Sommersemester 2021

Europäische Medienkultur 3: Europäisches Kino

Seminar: Europäischer Film nach 1989 (Katja Hettich) 

Der Fall des ‚eisernen Vorhangs‘ hat Wandlungen im geopolitischen, demografischen, sozioökonomischen und kulturellen Gefüge Europas bewirkt, mit denen grundlegende Veränderungen des europäischen Kinos einhergehen. Im Seminar werden wir dieses neue europäische Kino aus verschiedenen Perspektiven betrachten. Wie lässt sich ‚europäisches‘ Kino konzeptualisieren, wenn das ‚Europäische‘ eines Films nicht nur daran festgemacht wird, dass seine Produktion oder Regie in einem Land des europäischen Kontinents angesiedelt ist? Wie wirken sich die zunehmende Mobilität über nationale Grenzen hinweg auf nationale und transnationale Produktions- und Rezeptionspraktiken, auf die Themen und Ästhetiken europäischer Filme aus?Im Seminar werden wir diese Fragen zum einen anhand von Textlektüren diskutieren. Zum anderen werden wir anhand von einigen Filmbeispielen betrachten, wie neuere Filme sich mit europäischen Lebenswelten, Fragen der europäischen Identität, des Selbstverständnisses und des Außenbildes Europas und seiner Regionen auseinandersetzen. Den Abschluss des Seminars soll eine gemeinsame Exkursion zum Filmfestival „Crossing Europe” bilden, das vom 1. bis 6. Juni in Linz stattfindet. Dort haben die Studierenden Gelegenheit den Einblick ins neuere europäische Kino anhand einer Vielzahl aktueller Produktionen zu erweitern und zu vertiefen. Außerdem werden Gesprächsrunden organisiert, in denen die Studierenden die im Seminarkontext entwickelten Fragen mit Organisator:innen und Mitwirkenden des Festivals diskutieren können

 

Seminar:  Filmkulturen der Peripherie (Jun.Prof. Eva Krivanec)

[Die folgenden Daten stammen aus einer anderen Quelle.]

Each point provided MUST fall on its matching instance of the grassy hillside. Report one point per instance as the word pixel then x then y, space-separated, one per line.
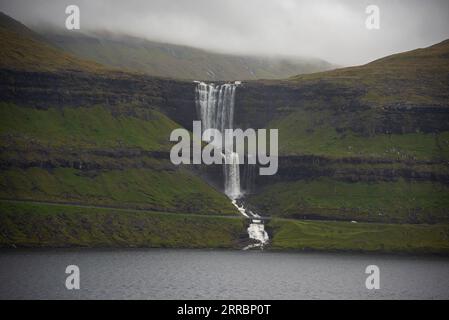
pixel 344 236
pixel 168 60
pixel 415 77
pixel 85 127
pixel 366 143
pixel 97 156
pixel 43 225
pixel 325 198
pixel 25 50
pixel 315 132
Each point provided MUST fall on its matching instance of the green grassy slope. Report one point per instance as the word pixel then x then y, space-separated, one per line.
pixel 309 132
pixel 43 225
pixel 167 60
pixel 158 188
pixel 415 77
pixel 85 137
pixel 23 49
pixel 85 127
pixel 345 236
pixel 399 201
pixel 379 136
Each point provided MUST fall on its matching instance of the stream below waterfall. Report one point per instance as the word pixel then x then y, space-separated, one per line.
pixel 215 107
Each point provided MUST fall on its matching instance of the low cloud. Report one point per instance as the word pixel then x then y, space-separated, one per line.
pixel 332 30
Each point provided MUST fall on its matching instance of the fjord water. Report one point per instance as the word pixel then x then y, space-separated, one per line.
pixel 217 274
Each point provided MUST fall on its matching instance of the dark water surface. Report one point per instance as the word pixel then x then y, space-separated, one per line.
pixel 204 274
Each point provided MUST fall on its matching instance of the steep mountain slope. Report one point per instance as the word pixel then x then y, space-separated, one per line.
pixel 23 49
pixel 181 62
pixel 75 132
pixel 364 143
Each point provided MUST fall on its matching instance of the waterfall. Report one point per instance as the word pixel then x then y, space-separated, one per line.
pixel 215 107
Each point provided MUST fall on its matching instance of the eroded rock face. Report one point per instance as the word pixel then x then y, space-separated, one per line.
pixel 76 89
pixel 257 104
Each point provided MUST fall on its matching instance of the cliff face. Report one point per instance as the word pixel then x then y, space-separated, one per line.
pixel 120 91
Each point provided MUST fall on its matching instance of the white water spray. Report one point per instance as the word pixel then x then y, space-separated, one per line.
pixel 215 106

Das europäische Kino war lange Zeit geprägt von einer Vielzahl von durchaus unterschiedlichen nationalen Filmkulturen mit ihren je eigenen Genealogien, theoretischen Anleihen, ästhetischen und thematischen Schwerpunkten, gesellschaftlichen und politischen Rahmenbedingungen, staatlichen Förderstrukturen und Produktions-, Vertriebs- und Vorführungslogiken. Doch ein Blick in die Frühzeit des Kinos zeigt uns bereits die von Anfang an wesentlichen grenzüberschreitenden Verflechtungen dieser internationalen Branche - gerade in der Zeit des Stummfilms. Doch während sich in den USA ab etwa 1920 mit Hollywood ein (fast) monolithisches Produktionszentrum herausbildete, das spätestens mit der Durchsetzung des Tonfilms auch international fast konkurrenzlos an der Spitze des weltweiten Filmverleihs lag, brachte im vielsprachigen Europa der Tonfilm eine zunehmend nationale Ausrichtung hervor, die sich erst in den späten 30er, frühen 40er Jahren durch Synchronfassungen auf der Ebene der Rezeption und mit den sich langsam herausbildenden europäischen Koproduktionen ab den 1980er Jahren und Instrumenten der europäischen Filmförderung in der EU (insbesondere seit dem Inkrafttreten des Vertrags von Maastricht 1992) auf der Ebene der Produktion wieder stärker zusammenwuchs. Doch auch bei europäischen Koproduktionen stehen meist einzelne zentrale europäische Filmländer wie Frankreich, Deutschland oder Italien im Zentrum. Ein etwas genauerer Blick auf die Länder an der Peripherie Europas, zeigt jedoch auch dort sehr lebendige und sowohl formal-ästhetisch als auch inhaltlich sehr interessante Filmkulturen mit einer durchweg langen Geschichte, etwa in Portugal, Griechenland, den Ländern Osteuropas und des Balkans, im Baltikum, in Island etc. Dem Kino in diesen (und eventuell weiteren) Ländern wird sich das Seminar "Filmkulturen der Peripherie" zuwenden und auch versuchen, einen theoretischen Rahmen, etwa ausgehend von Jurij Lotmans kultursemiotischem Peripherie-Begriff, dafür zu entwickeln.